Joe lifted his eyebrow like he’d caught me on a technicality. “This isn’t a motorcycle. It’s a Vespa.”

“Isn’t it dangerous?” I asked.

“At ten o’clock at night when downtown is deserted?” he said. “No more than anything else.”

Good news: The helmet fit in a way that didn’t touch my surgical scar, which I was still tender about—emotionally, if nothing else.

With that, Joe sat on the front part of the seat and motioned for me to climb on behind him. Then he wrapped my arms tight around his torso and said, “Just lean however I lean.” Then he clicked the motor on, cranked the handle, and shifted us into motion. Confidently. Easily.

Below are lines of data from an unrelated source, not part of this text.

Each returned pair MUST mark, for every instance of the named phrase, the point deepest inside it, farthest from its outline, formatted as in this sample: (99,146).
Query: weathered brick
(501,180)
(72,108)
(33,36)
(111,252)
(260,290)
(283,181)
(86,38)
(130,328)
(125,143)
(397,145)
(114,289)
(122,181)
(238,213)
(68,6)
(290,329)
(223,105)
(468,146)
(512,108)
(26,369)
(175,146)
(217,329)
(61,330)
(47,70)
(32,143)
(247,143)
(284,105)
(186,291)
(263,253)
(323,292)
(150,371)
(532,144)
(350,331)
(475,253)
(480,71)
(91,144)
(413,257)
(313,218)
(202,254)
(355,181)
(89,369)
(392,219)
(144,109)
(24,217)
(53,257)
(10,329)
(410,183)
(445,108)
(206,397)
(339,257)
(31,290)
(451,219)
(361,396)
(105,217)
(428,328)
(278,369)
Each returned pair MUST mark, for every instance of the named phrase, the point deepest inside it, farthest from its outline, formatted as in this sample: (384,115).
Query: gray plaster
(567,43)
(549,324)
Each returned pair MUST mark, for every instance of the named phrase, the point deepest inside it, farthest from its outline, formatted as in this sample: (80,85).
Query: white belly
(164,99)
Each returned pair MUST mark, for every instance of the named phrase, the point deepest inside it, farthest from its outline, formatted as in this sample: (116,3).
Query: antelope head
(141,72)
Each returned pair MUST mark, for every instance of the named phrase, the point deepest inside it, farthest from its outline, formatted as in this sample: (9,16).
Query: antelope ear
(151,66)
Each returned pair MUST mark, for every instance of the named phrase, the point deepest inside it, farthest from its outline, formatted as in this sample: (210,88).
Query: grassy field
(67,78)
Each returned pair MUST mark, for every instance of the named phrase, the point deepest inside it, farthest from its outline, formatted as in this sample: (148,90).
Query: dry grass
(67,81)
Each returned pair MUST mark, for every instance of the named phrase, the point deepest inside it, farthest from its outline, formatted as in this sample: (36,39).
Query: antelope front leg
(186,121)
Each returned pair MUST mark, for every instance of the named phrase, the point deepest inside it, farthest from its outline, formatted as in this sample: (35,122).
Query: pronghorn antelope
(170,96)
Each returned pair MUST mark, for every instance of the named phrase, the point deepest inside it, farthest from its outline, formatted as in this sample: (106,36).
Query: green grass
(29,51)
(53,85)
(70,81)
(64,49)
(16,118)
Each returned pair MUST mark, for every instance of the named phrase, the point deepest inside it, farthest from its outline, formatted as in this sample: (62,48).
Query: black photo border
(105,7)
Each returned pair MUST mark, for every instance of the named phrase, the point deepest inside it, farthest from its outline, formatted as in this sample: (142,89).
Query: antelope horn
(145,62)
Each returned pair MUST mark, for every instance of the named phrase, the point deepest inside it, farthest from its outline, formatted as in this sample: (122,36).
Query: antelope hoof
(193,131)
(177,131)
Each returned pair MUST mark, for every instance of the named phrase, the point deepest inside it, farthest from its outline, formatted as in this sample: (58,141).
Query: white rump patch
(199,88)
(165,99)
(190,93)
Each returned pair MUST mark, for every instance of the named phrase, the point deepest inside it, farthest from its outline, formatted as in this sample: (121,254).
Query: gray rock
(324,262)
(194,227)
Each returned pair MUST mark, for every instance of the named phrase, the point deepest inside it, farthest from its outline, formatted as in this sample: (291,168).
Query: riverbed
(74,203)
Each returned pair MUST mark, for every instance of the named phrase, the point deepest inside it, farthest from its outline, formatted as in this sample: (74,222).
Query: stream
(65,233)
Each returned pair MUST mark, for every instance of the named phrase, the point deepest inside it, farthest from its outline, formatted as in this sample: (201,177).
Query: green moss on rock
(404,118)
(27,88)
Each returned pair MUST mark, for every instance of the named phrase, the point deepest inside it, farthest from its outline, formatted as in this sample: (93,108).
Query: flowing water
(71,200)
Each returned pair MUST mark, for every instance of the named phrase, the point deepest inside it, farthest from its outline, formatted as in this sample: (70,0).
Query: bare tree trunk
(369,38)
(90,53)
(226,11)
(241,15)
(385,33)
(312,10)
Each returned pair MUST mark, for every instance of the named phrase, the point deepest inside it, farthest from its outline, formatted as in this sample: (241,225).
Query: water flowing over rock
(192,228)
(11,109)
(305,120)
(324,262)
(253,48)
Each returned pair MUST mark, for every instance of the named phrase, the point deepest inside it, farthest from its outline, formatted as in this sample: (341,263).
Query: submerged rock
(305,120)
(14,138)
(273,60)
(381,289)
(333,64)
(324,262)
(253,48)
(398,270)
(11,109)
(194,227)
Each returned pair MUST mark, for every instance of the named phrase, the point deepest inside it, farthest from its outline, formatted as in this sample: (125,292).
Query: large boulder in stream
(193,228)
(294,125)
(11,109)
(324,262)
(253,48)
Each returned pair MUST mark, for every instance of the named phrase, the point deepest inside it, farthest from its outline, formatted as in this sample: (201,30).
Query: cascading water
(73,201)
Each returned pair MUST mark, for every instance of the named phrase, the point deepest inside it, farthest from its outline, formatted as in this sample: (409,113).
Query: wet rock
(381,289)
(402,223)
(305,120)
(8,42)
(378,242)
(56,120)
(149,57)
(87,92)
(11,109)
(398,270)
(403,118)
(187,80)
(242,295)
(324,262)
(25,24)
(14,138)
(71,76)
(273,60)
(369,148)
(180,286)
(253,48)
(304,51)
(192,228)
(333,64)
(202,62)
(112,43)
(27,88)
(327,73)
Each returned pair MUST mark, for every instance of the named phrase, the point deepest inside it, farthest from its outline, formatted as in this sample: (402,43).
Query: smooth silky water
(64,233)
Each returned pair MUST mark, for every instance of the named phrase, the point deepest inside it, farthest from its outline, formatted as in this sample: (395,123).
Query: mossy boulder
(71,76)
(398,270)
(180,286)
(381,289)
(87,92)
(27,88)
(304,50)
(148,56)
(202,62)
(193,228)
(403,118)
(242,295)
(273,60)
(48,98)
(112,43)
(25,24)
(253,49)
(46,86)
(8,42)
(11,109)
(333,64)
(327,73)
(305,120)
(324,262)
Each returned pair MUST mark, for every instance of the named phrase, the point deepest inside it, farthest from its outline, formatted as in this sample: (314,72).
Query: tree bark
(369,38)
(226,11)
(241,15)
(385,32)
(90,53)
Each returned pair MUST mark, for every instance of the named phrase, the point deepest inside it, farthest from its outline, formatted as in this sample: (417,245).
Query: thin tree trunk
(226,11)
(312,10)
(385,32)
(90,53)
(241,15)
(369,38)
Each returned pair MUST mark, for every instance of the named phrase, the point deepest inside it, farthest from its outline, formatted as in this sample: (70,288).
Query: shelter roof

Like a person who knew exactly what he was doing.

And we were off.

Next thing I knew, we were motoring through the deserted nighttime downtown streets, my arms snug around him. If you go exactly 20 miles per hour in downtown, you can time it so you never hit a red light. And so we just cruised along, slaloming a bit in our lane, the wind caressing us and the motor vibrating beneath, never having to stop or wait, just swept up in a current of motion.

It was highly relaxing—for such a dangerous thing.

It didn’t take me long at all to melt into the moment. Joe clearly knew this scooter back and forth, and everything he did had the ease of muscle memory.

We didn’t talk.

We just flowed along. Summer in Texas is deathly hot, but spring is cool and lovely. The March air felt like rippling water over my skin. We took a road that curved along the bayou, and we positively floated along it. We passed street art, the Dandelion Fountain, and the Downtown Aquarium, with its light-up Ferris wheel. It was a little like drifting through a dream.

How long had it been since I’d had someone to hold on to?